Our work has important limitations. Our adolescents with T1D were well matched in comparison to our controls, except for being heavier with consequent larger BSA and BMI. To account for these differences, we additionally reported models adjusted for sex, age and BSA. BSA was chosen, given that echocardiographic parameters are routinely indexed to this rather than BMI. Second, despite our relatively large sample size, we found only carotid-radial PWV and not carotid–femoral PWV differed between the two groups. Since carotid-femoral PWV is thought to reflect larger arteries compared to carotid-radial PWV, it is possible that early changes in arterial stiffness in adolescents with T1D are primarily limited to smaller arteries. Given the cross sectional design of this analysis, we were not able to determine the long term clinical significance of this and other statistically significant between group differences. Longitudinal data is being collected in this cohort as part of the AdDIT Observational Study and will help to clarify the relationships between these physiological measures and clinical outcomes.

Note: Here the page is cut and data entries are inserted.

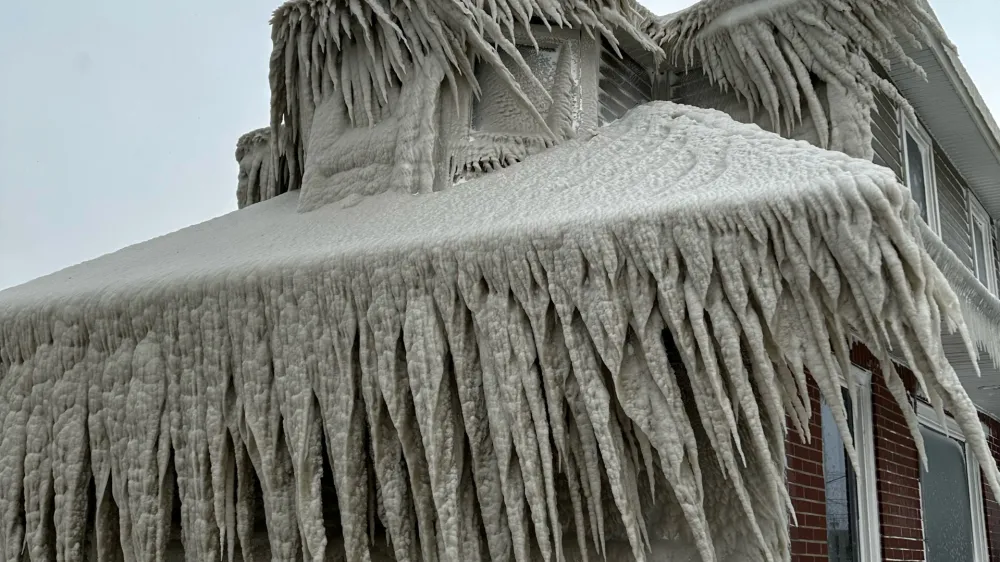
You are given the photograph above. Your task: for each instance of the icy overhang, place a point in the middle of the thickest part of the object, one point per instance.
(951, 107)
(664, 163)
(536, 299)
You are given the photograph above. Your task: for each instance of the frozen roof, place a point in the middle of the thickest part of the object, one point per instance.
(514, 324)
(682, 164)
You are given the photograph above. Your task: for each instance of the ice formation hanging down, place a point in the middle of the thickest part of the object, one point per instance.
(605, 368)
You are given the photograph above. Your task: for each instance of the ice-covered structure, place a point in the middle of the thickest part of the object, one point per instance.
(406, 347)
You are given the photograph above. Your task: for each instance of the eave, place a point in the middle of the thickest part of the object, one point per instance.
(952, 109)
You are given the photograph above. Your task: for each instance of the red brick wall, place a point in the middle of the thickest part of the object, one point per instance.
(991, 507)
(806, 485)
(897, 469)
(897, 473)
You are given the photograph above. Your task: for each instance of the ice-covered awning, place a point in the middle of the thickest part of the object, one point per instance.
(475, 354)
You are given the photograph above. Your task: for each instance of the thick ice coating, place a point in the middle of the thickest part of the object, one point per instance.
(594, 351)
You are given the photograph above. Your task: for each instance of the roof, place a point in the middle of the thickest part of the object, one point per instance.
(950, 106)
(662, 162)
(744, 245)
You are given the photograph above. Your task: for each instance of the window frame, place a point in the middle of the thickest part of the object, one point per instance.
(977, 213)
(929, 419)
(924, 141)
(869, 524)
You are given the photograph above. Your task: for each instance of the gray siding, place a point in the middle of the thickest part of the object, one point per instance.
(622, 85)
(885, 135)
(693, 88)
(953, 207)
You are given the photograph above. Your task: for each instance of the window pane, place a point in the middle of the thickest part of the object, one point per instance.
(947, 508)
(497, 110)
(915, 174)
(979, 245)
(841, 491)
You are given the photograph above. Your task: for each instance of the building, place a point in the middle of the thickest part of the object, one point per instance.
(506, 284)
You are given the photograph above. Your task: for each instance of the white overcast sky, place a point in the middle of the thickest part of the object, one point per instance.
(118, 119)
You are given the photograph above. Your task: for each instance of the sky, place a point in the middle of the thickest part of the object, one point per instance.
(119, 119)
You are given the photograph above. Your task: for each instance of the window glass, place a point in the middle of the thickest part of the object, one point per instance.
(841, 490)
(916, 180)
(498, 110)
(947, 508)
(979, 243)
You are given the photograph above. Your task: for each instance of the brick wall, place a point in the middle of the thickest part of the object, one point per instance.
(991, 508)
(806, 485)
(897, 469)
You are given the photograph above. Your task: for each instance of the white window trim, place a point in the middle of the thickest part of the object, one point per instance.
(869, 525)
(919, 134)
(978, 212)
(928, 418)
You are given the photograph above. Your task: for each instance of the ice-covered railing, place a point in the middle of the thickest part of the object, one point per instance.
(772, 52)
(369, 53)
(259, 169)
(475, 384)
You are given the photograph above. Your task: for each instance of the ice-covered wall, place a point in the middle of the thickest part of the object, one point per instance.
(799, 62)
(259, 170)
(394, 79)
(606, 364)
(403, 83)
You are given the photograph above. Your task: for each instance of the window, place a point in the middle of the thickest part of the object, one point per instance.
(955, 527)
(851, 502)
(918, 168)
(982, 244)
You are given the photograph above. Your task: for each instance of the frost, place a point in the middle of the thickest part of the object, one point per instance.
(483, 385)
(766, 51)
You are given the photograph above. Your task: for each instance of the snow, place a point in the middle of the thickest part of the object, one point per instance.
(769, 51)
(484, 367)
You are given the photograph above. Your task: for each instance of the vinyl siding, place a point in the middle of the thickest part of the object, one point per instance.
(885, 135)
(953, 206)
(692, 87)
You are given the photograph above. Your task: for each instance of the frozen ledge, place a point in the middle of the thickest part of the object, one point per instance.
(980, 308)
(472, 358)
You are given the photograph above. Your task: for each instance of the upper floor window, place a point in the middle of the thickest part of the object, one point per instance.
(851, 501)
(982, 244)
(918, 170)
(951, 494)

Finally, this study in adolescents was not designed to elucidate physiological mechanisms responsible for between group differences in cardiovascular function, such as early changes in nitric oxide bioavailability, autonomic tone, vitamin D levels or inflammatory biomarkers [6063]. These important modulators of cardiovascular function should be further examined in adolescents in future work. Similarly, potential physiological factors that determine cardiovascular risk within the adolescent cohort such as the impact of glycemic variability—require further dedicated studies [64].

In conclusion, adolescents with T1D exhibit early changes in blood pressure, peripheral vascular function and left ventricular myocardial deformation indices with a shift from longitudinal to circumferential shortening. Longitudinal follow-up of these changes may allow early detection of those most at risk of early adult-onset cardiac disease that would preferentially benefit from preventive therapeutic interventions. Additional studies are also required to better elucidate subgroups of patients with early T1D with the most deleterious cardiovascular profiles, who may, as a consequence, be at the highest risk of future clinical disease.